For the sake of this example, I'm going to allow for 6 different clusters. In various other data not presented here we've seen different patterns with fewer clusters, but this data looks to be pretty spread.

In [6]:
estimator = KMeans(6)
estimator.fit(sig_np)
labels = estimator.labels_
labels
Out[6]:
array([0, 2, 1, 0, 0, 5, 1, 0, 0, 2, 3, 0, 0, 2, 1, 5, 0, 5, 3, 0, 0, 5, 3,
       0, 0, 5, 5, 0, 0, 5, 3, 0, 0, 5, 3, 0, 0, 5, 3, 0, 0, 5, 3, 0, 0, 5,
       3, 0, 0, 2, 1, 0, 0, 5, 1, 0, 5, 2, 3, 0, 0, 2, 1, 5, 4, 5, 1, 4, 4,
       2, 1, 0, 4, 2, 3, 0, 4, 2, 1, 3, 4, 5, 3, 0, 4, 5, 3, 0, 4, 2, 2, 5,
       4, 5, 3, 5, 4, 0, 3, 0, 4, 5, 3, 0, 4, 5, 3, 0, 4, 5, 3, 4, 3, 2, 1,
       4, 4, 2, 1, 0, 3, 2, 1, 5, 4, 2, 1, 3, 0, 0, 3, 0, 0, 5, 3, 0, 0, 0,
       5, 0, 0, 0, 3, 0, 0, 0, 4, 0, 4, 5, 4, 0, 0, 0, 5, 0, 0, 0, 4, 0, 0,
       0, 3, 0, 4, 5, 3, 0, 0, 0, 5, 0, 0, 0, 3, 0, 0, 0, 3, 0, 4, 5, 3, 0,
       0, 0, 5, 0, 0, 0, 3, 0, 0, 5, 1, 0, 0, 2, 1, 0, 0, 2, 2, 0, 0, 2, 1,
       4, 0, 0, 3, 0, 0, 2, 3, 0, 0, 5, 5, 0, 0, 0, 3, 0, 0, 0, 3, 0, 0, 2,
       1, 0, 0, 5, 2, 0, 0, 5, 1, 0, 0, 5, 1, 0, 0, 2, 1, 0, 0, 2, 2, 0, 0,
       5, 1, 5])

This code just allows us to rotate the plot. As well, I wanted to set a color map just so I know what colors represent each cluster so I can call this later.

In [7]:
%matplotlib nbagg

label_color_map = {0:'k',
                   1:'r',
                   2:'g',
                   3:'y',
                   4:'b',
                   5:'c',
                   6:'m',
                   7:'orange'
                  }

label_color = [label_color_map[l] for l in labels]

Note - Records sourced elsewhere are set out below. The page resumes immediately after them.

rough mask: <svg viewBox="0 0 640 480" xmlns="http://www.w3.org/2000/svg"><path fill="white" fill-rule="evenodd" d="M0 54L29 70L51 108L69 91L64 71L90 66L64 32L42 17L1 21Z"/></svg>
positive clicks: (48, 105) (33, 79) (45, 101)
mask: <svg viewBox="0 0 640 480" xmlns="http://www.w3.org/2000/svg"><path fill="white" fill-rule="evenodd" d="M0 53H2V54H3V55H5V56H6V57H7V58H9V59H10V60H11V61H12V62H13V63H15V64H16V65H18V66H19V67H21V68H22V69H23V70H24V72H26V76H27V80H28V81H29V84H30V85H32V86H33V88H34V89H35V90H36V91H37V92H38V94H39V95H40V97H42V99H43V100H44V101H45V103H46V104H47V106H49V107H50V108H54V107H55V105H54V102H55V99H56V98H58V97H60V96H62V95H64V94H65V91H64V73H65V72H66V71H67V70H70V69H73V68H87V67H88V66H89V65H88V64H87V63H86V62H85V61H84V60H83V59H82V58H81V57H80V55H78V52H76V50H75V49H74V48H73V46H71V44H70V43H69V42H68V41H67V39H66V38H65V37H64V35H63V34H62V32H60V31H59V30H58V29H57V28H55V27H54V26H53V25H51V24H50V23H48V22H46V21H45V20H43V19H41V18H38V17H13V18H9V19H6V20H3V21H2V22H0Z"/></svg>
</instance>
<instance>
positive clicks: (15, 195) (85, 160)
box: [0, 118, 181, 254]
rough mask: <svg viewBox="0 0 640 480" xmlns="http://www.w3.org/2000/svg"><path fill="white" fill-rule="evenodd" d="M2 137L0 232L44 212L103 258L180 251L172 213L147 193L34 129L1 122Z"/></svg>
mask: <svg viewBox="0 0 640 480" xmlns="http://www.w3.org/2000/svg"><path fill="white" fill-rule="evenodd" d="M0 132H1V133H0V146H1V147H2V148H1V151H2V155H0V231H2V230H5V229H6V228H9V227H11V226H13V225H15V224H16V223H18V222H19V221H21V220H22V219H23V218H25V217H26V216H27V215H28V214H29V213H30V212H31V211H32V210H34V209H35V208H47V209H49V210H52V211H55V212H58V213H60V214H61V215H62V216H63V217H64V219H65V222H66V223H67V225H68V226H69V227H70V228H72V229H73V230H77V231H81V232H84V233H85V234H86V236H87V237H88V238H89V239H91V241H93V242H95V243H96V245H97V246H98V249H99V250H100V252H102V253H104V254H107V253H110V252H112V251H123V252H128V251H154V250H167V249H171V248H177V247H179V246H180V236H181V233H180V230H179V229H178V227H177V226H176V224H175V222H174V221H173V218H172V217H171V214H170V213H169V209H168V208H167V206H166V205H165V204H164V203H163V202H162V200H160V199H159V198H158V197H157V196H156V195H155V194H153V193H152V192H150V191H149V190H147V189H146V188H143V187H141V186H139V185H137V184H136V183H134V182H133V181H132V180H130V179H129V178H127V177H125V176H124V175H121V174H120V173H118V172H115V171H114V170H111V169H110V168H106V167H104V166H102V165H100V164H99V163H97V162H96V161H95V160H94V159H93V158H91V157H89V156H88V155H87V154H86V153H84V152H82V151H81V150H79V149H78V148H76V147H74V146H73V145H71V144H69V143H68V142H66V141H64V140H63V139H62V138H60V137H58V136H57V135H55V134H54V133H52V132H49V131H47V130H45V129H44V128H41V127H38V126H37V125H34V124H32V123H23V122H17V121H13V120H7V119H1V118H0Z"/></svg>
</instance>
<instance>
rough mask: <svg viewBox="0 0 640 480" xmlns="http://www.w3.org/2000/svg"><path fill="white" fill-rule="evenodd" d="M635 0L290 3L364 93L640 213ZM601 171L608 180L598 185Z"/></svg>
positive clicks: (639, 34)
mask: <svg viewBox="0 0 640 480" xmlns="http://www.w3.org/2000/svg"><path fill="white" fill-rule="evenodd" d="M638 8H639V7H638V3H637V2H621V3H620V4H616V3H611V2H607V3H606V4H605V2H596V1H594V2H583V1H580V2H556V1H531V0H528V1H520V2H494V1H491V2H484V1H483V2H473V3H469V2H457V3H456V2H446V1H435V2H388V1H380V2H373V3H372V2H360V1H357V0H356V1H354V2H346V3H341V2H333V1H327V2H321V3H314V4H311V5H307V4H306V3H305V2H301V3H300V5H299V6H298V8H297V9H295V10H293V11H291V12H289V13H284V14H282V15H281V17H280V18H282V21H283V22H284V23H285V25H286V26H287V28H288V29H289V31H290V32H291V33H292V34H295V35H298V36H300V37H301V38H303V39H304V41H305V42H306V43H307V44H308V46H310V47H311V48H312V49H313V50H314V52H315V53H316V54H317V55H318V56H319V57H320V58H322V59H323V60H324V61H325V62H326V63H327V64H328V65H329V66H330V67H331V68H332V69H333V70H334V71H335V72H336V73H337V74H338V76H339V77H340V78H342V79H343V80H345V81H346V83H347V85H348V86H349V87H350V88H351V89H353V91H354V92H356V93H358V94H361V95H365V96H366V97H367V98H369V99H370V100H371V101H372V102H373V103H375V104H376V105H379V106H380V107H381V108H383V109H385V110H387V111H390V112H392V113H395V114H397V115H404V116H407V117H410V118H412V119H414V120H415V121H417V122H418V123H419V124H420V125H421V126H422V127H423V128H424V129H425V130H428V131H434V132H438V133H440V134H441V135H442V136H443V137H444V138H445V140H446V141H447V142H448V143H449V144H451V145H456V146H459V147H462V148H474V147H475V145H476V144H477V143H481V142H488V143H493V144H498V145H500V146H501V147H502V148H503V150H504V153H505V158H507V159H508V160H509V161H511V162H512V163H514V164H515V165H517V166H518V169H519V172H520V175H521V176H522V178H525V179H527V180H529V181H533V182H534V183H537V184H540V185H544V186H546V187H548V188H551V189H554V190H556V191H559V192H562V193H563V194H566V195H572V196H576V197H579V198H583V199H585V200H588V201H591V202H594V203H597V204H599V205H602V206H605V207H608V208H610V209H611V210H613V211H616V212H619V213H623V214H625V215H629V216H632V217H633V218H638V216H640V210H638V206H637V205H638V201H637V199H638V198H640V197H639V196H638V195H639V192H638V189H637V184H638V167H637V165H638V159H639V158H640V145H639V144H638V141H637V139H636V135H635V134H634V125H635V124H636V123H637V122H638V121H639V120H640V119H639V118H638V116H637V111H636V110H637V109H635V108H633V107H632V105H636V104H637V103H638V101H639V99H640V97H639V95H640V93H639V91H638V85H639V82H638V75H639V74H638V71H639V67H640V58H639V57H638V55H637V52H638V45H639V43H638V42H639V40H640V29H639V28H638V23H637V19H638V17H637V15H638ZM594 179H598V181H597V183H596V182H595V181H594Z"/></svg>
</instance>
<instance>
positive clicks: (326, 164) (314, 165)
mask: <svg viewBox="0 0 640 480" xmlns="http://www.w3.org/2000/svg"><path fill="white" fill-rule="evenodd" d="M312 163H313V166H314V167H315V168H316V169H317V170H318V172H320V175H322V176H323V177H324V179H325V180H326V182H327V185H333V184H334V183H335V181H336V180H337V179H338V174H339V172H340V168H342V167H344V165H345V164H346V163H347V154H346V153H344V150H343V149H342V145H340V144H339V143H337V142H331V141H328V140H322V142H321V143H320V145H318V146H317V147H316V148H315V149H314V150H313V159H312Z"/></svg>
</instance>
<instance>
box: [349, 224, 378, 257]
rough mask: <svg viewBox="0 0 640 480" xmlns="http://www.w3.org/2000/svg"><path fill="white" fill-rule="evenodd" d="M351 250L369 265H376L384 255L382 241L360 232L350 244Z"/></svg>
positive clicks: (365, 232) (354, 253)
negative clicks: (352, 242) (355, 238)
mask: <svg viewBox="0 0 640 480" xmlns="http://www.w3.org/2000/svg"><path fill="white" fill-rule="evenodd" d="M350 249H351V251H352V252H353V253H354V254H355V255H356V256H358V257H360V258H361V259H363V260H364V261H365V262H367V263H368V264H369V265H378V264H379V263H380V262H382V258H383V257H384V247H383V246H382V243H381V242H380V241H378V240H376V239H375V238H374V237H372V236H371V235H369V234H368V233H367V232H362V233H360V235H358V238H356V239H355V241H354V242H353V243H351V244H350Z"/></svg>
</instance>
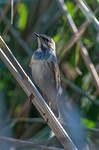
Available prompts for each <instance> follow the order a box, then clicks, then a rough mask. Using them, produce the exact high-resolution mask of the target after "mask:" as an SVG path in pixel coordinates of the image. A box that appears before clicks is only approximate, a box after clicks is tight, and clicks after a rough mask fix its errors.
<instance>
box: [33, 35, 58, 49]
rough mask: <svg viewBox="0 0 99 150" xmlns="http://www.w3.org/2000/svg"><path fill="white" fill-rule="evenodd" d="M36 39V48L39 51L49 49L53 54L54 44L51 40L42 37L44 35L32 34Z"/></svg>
mask: <svg viewBox="0 0 99 150" xmlns="http://www.w3.org/2000/svg"><path fill="white" fill-rule="evenodd" d="M34 34H35V35H36V37H37V38H38V48H40V49H42V50H43V49H50V50H52V51H53V52H55V42H54V40H53V39H52V38H50V37H48V36H46V35H44V34H38V33H34Z"/></svg>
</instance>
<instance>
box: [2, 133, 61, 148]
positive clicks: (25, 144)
mask: <svg viewBox="0 0 99 150" xmlns="http://www.w3.org/2000/svg"><path fill="white" fill-rule="evenodd" d="M0 141H6V142H8V143H11V144H12V145H14V146H15V147H27V146H28V147H32V148H37V149H40V150H63V149H62V148H56V147H48V146H45V145H40V144H35V143H33V142H29V141H25V140H18V139H15V138H10V137H5V136H0Z"/></svg>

fig = plt.figure(figsize=(8,6))
ax = Axes3D(fig)
ax.scatter(sig_np[:,0],sig_np[:,1],sig_np[:,2],c=label_color)
ax.set_xlabel('C ratio')
ax.set_ylabel('G ratio')
ax.set_zlabel('T ratio')
ax.set_xlim(0,.8)
ax.set_xlim(0,.8)
ax.set_xlim(0,.8)
ax.set_title('KMeans Clustered Signature Data (Misincorporated Nucleotide)')



for angle in range(0, 360):
    ax.view_init(30, angle)
    plt.draw()
    

Now just to look back at which label belongs to which signature, and see what patterns may exist.

In [8]:
cluster = pd.DataFrame(data=estimator.labels_,index=sig_df['Signature'])
cluster.columns=['KMeans_Cluster_ID']
cluster.head(n=10)
Out[8]:
KMeans_Cluster_ID
Signature
m1A_AAAAA 0
m1A_ACAAA 2
m1A_AGAAA 1
m1A_ATAAA 0
m1A_CAAAA 0
m1A_CCAAA 5
m1A_CGAAA 1
m1A_CTAAA 0
m1A_GAAAA 0
m1A_GCAAA 2
In [9]:
cluster[cluster['KMeans_Cluster_ID']==1]
Out[9]:
KMeans_Cluster_ID
Signature
m1A_AGAAA 1
m1A_CGAAA 1
m1A_TGAAA 1
m1A_AGAAT 1
m1A_CGAAT 1
m1A_TGAAT 1
m1A_AGACA 1
m1A_CGACA 1
m1A_TGACA 1
m1A_AGACT 1
m1A_CGACT 1
m1A_GGACT 1
m1A_TGACT 1
m1A_AGATA 1
m1A_CGATA 1
m1A_TGATA 1
m1A_CGATG 1
m1A_TGATG 1
m1A_AGATT 1
m1A_CGATT 1
m1A_TGATT 1

This data represents the ID label for black points, which represent a high G ratio with low C and T.

For the most part, upon visual inspection, most of these seem to contain a G in the second position, so our context appears to be:

NG(m1A)NN

Possibly signifying that this nearest neighbor effect causes a G to be incorporated at the site of modification.